Les termes contenus dans ces courriers établis à l'occasion de la présente instance sont en totale contradiction avec la mention apposée par le maire au nom de la commune de [Localité 9], sur le certificat d'urbanisme d'information délivré le 8 juillet 2015, indiquant que 'le plan local d'urbanisme étant en cours de révision générale (délibération du conseil municipal du 26 octobre 2011), le demandeur est informé que conformément aux dispositions de l'article L111-10 du code de l'urbanisme, il pourra être opposé un sursis à statuer, dans les conditions définies à l'article L111-8 du même code, à toutes les demandes d'autorisations concernant des travaux, constructions ou installations susceptibles de compromettre ou de rendre plus onéreuse la mise en application de ce futur document d'urbanisme.'
M. [V] [L] relève par ailleurs à juste titre que le certificat sus mentionné est un certificat d'information, lequel, conformément aux dispositions de l'article L410-1 du code de l'urbanisme en sa version applicable à la date d'émission du document 'indique les dispositions d'urbanisme, les limitations administratives au droit de propriété et la liste des taxes et participations d'urbanisme applicables à un terrain'.

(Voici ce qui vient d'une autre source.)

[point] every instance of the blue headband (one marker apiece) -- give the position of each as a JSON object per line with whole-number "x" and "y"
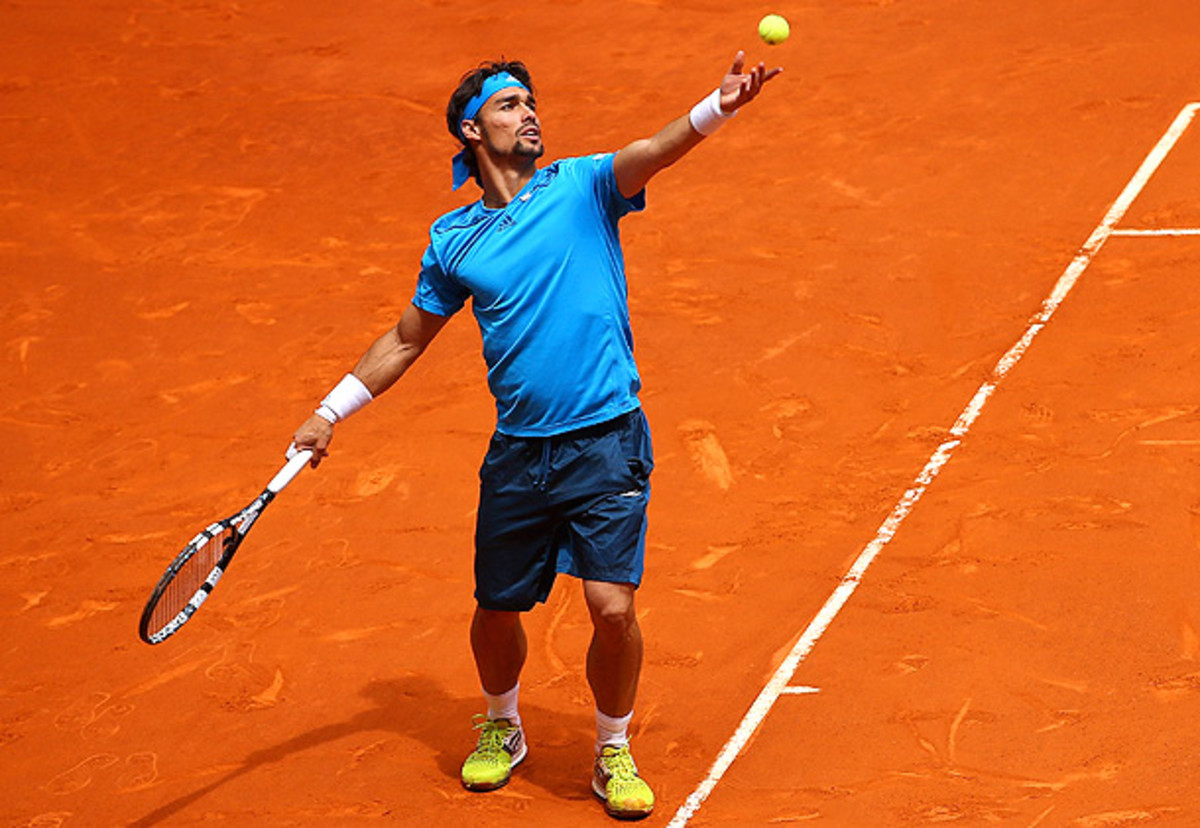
{"x": 492, "y": 84}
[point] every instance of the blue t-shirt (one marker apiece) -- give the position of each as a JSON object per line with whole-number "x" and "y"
{"x": 546, "y": 277}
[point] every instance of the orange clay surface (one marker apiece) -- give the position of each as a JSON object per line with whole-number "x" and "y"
{"x": 209, "y": 209}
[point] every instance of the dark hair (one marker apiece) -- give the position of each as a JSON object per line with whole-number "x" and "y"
{"x": 468, "y": 88}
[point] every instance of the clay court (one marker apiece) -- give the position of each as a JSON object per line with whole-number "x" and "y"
{"x": 209, "y": 209}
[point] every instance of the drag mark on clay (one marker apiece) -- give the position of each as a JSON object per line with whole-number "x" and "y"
{"x": 49, "y": 820}
{"x": 87, "y": 610}
{"x": 707, "y": 455}
{"x": 81, "y": 775}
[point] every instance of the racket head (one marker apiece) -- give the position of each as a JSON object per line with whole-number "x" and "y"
{"x": 195, "y": 573}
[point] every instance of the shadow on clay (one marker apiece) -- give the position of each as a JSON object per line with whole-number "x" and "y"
{"x": 418, "y": 707}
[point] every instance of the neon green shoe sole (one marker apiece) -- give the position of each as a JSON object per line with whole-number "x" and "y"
{"x": 501, "y": 748}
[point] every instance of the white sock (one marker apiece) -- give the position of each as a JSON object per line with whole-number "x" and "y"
{"x": 612, "y": 731}
{"x": 504, "y": 706}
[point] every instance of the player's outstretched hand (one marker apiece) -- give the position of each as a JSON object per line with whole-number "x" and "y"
{"x": 313, "y": 433}
{"x": 742, "y": 87}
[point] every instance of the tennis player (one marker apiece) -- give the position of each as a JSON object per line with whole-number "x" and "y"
{"x": 567, "y": 477}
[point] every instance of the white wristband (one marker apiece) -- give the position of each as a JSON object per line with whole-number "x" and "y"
{"x": 707, "y": 117}
{"x": 347, "y": 397}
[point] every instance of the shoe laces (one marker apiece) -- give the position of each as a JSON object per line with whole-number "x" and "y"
{"x": 492, "y": 732}
{"x": 619, "y": 763}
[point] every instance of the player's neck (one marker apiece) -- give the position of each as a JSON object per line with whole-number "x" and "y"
{"x": 502, "y": 183}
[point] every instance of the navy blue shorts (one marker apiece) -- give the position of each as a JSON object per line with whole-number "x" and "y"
{"x": 570, "y": 503}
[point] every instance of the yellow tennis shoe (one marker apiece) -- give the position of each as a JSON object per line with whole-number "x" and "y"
{"x": 616, "y": 781}
{"x": 499, "y": 749}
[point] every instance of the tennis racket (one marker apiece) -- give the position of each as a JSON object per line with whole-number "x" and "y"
{"x": 195, "y": 571}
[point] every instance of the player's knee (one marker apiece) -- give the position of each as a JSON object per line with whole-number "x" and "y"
{"x": 613, "y": 615}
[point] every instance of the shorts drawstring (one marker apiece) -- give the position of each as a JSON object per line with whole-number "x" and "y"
{"x": 544, "y": 466}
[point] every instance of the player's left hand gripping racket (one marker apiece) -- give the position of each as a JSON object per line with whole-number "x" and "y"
{"x": 196, "y": 570}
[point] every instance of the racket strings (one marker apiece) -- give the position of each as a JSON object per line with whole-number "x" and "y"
{"x": 189, "y": 579}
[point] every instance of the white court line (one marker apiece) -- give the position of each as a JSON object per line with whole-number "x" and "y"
{"x": 833, "y": 605}
{"x": 1180, "y": 231}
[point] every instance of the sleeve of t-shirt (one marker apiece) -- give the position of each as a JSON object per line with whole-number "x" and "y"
{"x": 598, "y": 168}
{"x": 436, "y": 291}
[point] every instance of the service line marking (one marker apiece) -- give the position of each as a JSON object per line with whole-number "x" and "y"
{"x": 779, "y": 682}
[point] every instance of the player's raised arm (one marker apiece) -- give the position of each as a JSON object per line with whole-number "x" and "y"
{"x": 377, "y": 370}
{"x": 637, "y": 163}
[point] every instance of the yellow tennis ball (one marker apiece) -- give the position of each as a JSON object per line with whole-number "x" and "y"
{"x": 773, "y": 29}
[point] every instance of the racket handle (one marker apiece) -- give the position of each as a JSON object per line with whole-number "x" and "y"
{"x": 289, "y": 471}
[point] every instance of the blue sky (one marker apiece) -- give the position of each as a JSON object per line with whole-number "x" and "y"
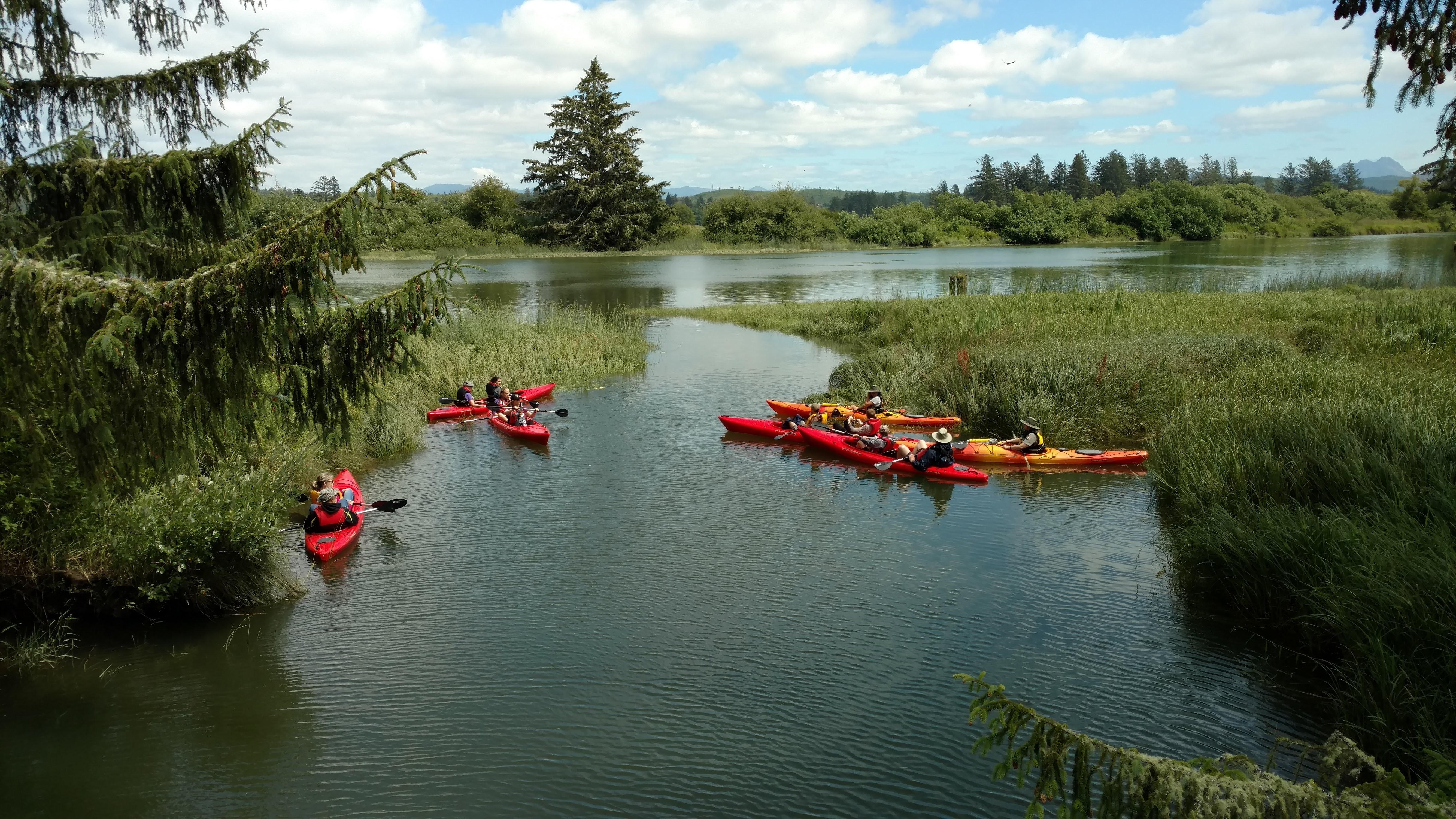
{"x": 855, "y": 94}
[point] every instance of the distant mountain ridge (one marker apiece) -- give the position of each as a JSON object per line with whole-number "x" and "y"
{"x": 1384, "y": 167}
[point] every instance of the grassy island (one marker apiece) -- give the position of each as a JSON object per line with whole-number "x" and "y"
{"x": 1304, "y": 450}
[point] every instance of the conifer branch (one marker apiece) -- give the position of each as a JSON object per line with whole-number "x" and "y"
{"x": 130, "y": 374}
{"x": 172, "y": 101}
{"x": 162, "y": 215}
{"x": 1090, "y": 777}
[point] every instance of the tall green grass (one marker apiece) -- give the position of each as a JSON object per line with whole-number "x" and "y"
{"x": 209, "y": 540}
{"x": 571, "y": 346}
{"x": 1304, "y": 447}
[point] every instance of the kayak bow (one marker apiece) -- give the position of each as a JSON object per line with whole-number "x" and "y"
{"x": 449, "y": 413}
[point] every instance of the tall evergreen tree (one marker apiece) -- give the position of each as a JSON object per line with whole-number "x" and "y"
{"x": 1036, "y": 172}
{"x": 136, "y": 330}
{"x": 1211, "y": 172}
{"x": 1315, "y": 174}
{"x": 1139, "y": 171}
{"x": 1059, "y": 177}
{"x": 1289, "y": 181}
{"x": 986, "y": 184}
{"x": 590, "y": 192}
{"x": 1112, "y": 172}
{"x": 1079, "y": 183}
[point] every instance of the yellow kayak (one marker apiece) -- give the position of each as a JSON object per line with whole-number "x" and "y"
{"x": 985, "y": 452}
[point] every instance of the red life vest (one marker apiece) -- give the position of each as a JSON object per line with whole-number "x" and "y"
{"x": 331, "y": 519}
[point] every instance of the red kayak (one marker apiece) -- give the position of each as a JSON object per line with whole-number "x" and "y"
{"x": 761, "y": 427}
{"x": 448, "y": 413}
{"x": 325, "y": 546}
{"x": 839, "y": 445}
{"x": 533, "y": 432}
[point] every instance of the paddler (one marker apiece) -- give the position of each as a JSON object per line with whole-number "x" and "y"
{"x": 465, "y": 397}
{"x": 331, "y": 514}
{"x": 519, "y": 413}
{"x": 494, "y": 393}
{"x": 924, "y": 455}
{"x": 321, "y": 483}
{"x": 1030, "y": 441}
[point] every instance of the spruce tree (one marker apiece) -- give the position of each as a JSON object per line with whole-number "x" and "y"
{"x": 1112, "y": 172}
{"x": 1079, "y": 184}
{"x": 986, "y": 186}
{"x": 1036, "y": 174}
{"x": 1059, "y": 177}
{"x": 590, "y": 192}
{"x": 139, "y": 324}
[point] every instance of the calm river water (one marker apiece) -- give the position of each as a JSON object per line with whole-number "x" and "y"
{"x": 656, "y": 618}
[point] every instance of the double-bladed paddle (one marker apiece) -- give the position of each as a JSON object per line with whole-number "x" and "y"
{"x": 558, "y": 413}
{"x": 391, "y": 506}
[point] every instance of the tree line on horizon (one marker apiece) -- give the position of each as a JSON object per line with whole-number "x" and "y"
{"x": 1117, "y": 174}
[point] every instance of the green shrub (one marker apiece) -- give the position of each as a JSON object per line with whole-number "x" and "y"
{"x": 1304, "y": 450}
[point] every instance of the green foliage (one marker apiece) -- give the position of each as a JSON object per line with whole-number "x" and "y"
{"x": 1423, "y": 34}
{"x": 1302, "y": 445}
{"x": 1088, "y": 777}
{"x": 590, "y": 192}
{"x": 1174, "y": 210}
{"x": 778, "y": 218}
{"x": 143, "y": 216}
{"x": 571, "y": 346}
{"x": 41, "y": 68}
{"x": 491, "y": 206}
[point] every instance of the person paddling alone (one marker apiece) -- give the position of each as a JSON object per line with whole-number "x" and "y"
{"x": 1030, "y": 441}
{"x": 331, "y": 515}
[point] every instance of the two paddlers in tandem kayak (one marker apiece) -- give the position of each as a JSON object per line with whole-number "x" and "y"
{"x": 855, "y": 430}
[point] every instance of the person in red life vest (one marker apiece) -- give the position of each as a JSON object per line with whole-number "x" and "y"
{"x": 331, "y": 514}
{"x": 519, "y": 414}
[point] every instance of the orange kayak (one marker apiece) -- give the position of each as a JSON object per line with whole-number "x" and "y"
{"x": 893, "y": 417}
{"x": 982, "y": 452}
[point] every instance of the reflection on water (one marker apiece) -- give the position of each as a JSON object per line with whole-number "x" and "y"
{"x": 689, "y": 282}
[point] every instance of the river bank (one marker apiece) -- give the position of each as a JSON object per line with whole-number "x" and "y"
{"x": 209, "y": 541}
{"x": 697, "y": 247}
{"x": 1301, "y": 444}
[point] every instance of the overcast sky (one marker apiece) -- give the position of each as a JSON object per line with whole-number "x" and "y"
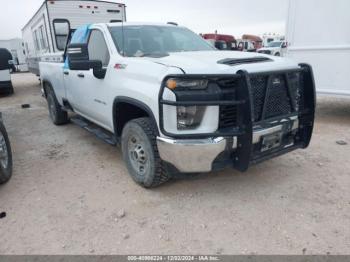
{"x": 234, "y": 17}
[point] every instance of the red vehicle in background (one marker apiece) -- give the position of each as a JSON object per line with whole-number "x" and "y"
{"x": 221, "y": 42}
{"x": 256, "y": 40}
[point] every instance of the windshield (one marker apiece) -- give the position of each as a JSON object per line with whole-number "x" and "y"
{"x": 275, "y": 44}
{"x": 156, "y": 41}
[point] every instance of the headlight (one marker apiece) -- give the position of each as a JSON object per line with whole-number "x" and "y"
{"x": 195, "y": 84}
{"x": 189, "y": 117}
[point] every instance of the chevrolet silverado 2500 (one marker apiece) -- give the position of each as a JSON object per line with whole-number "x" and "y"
{"x": 176, "y": 104}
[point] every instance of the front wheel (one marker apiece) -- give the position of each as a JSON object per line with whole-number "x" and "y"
{"x": 141, "y": 155}
{"x": 5, "y": 156}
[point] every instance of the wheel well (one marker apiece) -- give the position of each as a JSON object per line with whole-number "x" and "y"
{"x": 124, "y": 111}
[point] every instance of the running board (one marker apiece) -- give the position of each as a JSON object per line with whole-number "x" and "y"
{"x": 99, "y": 132}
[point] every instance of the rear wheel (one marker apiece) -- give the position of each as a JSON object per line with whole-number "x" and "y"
{"x": 57, "y": 115}
{"x": 5, "y": 156}
{"x": 141, "y": 155}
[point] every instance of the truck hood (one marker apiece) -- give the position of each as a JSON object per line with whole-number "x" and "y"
{"x": 206, "y": 62}
{"x": 269, "y": 49}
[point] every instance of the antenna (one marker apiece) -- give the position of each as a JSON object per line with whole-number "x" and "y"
{"x": 123, "y": 36}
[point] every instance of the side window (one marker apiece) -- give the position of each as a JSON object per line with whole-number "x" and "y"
{"x": 97, "y": 47}
{"x": 61, "y": 28}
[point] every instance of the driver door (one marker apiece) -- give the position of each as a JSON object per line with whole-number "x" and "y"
{"x": 86, "y": 93}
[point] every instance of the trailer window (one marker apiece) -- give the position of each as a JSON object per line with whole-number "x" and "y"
{"x": 61, "y": 29}
{"x": 36, "y": 41}
{"x": 98, "y": 49}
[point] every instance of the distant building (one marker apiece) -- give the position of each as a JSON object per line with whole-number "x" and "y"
{"x": 18, "y": 53}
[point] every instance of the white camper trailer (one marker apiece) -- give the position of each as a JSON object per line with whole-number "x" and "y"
{"x": 47, "y": 31}
{"x": 318, "y": 34}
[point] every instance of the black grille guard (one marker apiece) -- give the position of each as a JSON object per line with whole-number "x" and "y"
{"x": 244, "y": 154}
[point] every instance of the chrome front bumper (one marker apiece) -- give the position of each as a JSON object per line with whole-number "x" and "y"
{"x": 198, "y": 155}
{"x": 191, "y": 156}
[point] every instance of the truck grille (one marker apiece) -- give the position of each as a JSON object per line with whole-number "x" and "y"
{"x": 279, "y": 101}
{"x": 228, "y": 116}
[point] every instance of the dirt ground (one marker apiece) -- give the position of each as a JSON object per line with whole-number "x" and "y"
{"x": 71, "y": 194}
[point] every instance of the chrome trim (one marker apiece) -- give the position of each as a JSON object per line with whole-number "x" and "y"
{"x": 258, "y": 133}
{"x": 191, "y": 155}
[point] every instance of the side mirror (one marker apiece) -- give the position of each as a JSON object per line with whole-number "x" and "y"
{"x": 78, "y": 59}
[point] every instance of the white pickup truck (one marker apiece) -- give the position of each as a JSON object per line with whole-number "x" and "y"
{"x": 176, "y": 104}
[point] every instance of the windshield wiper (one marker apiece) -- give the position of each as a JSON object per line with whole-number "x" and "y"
{"x": 154, "y": 55}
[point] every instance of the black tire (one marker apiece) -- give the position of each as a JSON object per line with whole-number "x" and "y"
{"x": 5, "y": 156}
{"x": 140, "y": 153}
{"x": 57, "y": 115}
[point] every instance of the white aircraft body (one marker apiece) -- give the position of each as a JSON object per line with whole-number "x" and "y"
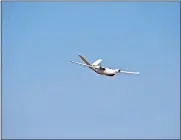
{"x": 101, "y": 70}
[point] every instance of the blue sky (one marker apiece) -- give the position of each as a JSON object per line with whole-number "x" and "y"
{"x": 46, "y": 96}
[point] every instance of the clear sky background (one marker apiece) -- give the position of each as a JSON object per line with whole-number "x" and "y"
{"x": 46, "y": 96}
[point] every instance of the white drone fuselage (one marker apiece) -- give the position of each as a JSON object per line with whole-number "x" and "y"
{"x": 101, "y": 70}
{"x": 105, "y": 71}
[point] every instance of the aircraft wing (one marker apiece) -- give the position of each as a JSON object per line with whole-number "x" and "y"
{"x": 83, "y": 64}
{"x": 128, "y": 72}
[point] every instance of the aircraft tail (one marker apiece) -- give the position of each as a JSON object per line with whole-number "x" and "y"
{"x": 83, "y": 59}
{"x": 97, "y": 62}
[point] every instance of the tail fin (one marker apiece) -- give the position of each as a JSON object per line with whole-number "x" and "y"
{"x": 83, "y": 59}
{"x": 97, "y": 62}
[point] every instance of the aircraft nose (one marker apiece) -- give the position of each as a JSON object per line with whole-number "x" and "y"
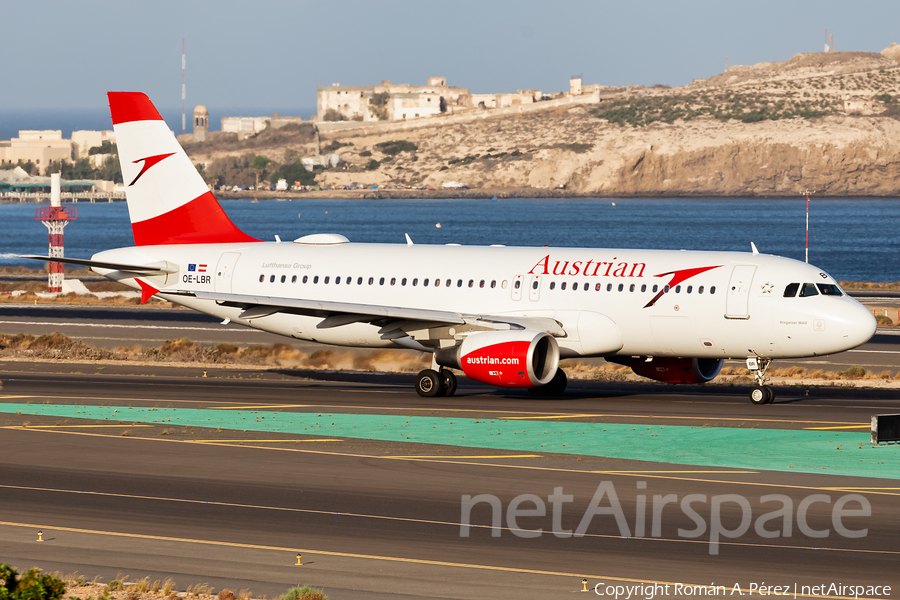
{"x": 859, "y": 325}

Il ne peut être par conséquent affirmé qu'aucun sursis à statuer n'aurait été décidé par les services d'urbanisme, dès lors que ledit service n'était pas en mesure d'apprécier la nature d'un projet de construction dont il n'a pas été informé, justifiant ainsi que le nouveau plan local d'urbanisme s'applique, étant rappelé que l'intimé n'était chargé que d'établir une division parcellaire et non de solliciter une autorisation de construire.
Le fait que la parcelle BZ n°[Cadastre 3] ait obtenu un permis de construire ne peut suffire à rapporter la preuve de ce que la parcelle BZ n°[Cadastre 6]-[Cadastre 7] n'aurait pas fait l'objet d'un sursis à statuer.
Il n'est ainsi pas rapporté la preuve d'un lien de causalité entre le préjudice allégué et le manquement retenu à l'encontre de M. [V] [L], étant par ailleurs observé que les époux [Y] ne justifient pas avoir formulé des demandes de permis de construire sur ces parcelles. L'existence d'un préjudice n'est donc pas davantage démontrée en son principe même, de sorte qu'il n'y a pas lieu d'ordonner une expertise.
Il convient donc de confirmer le jugement en ce qu'il a débouté les époux [Y] de leurs demandes dirigées à l'encontre de M. [V] [L].
Sur la demande en dommages et intérêts pour résistance abusive
L'article 32-1 du code de procédure civile sanctionne l'abus du droit d'agir ou de se défendre en justice par le versement d'une amende civile au Trésor Public et de dommages et intérêts à l'adversaire.
L'abus suppose la caractérisation d'une faute susceptible de faire dégénérer en abus le droit d'ester ou de se défendre en justice.
En l'espèce, l'issue du litige démontre que le positionnement en procédure de M. [V] [L] n'était pas abusif.
Cette demande sera donc rejetée et le jugement confirmé.
Sur les frais du procès
Succombant, M.[C] [Y] et Mme [Z] [I] épouse [Y] seront condamnés in solidum aux entiers dépens de l'instance.
Ils seront par ailleurs condamnés à régler la somme de 3 000 euros à M. [V] [L], en application des dispositions de l'article 700 du code de procédure civile.
PAR CES MOTIFS
La cour statuant publiquement, par arrêt contradictoire, en matière civile et en dernier ressort,
Confirme le jugement déféré ;
Y ajoutant,
Condamne M.[C] [Y] et Mme [Z] [I] épouse [Y] in solidum aux entiers dépens de l'instance ;
Condamne M.[C] [Y] et Mme [Z] [I] épouse [Y] in solidum à régler la somme de
3 000 euros à M. [V] [L], en application des dispositions de l'article 700 du code de procédure civile.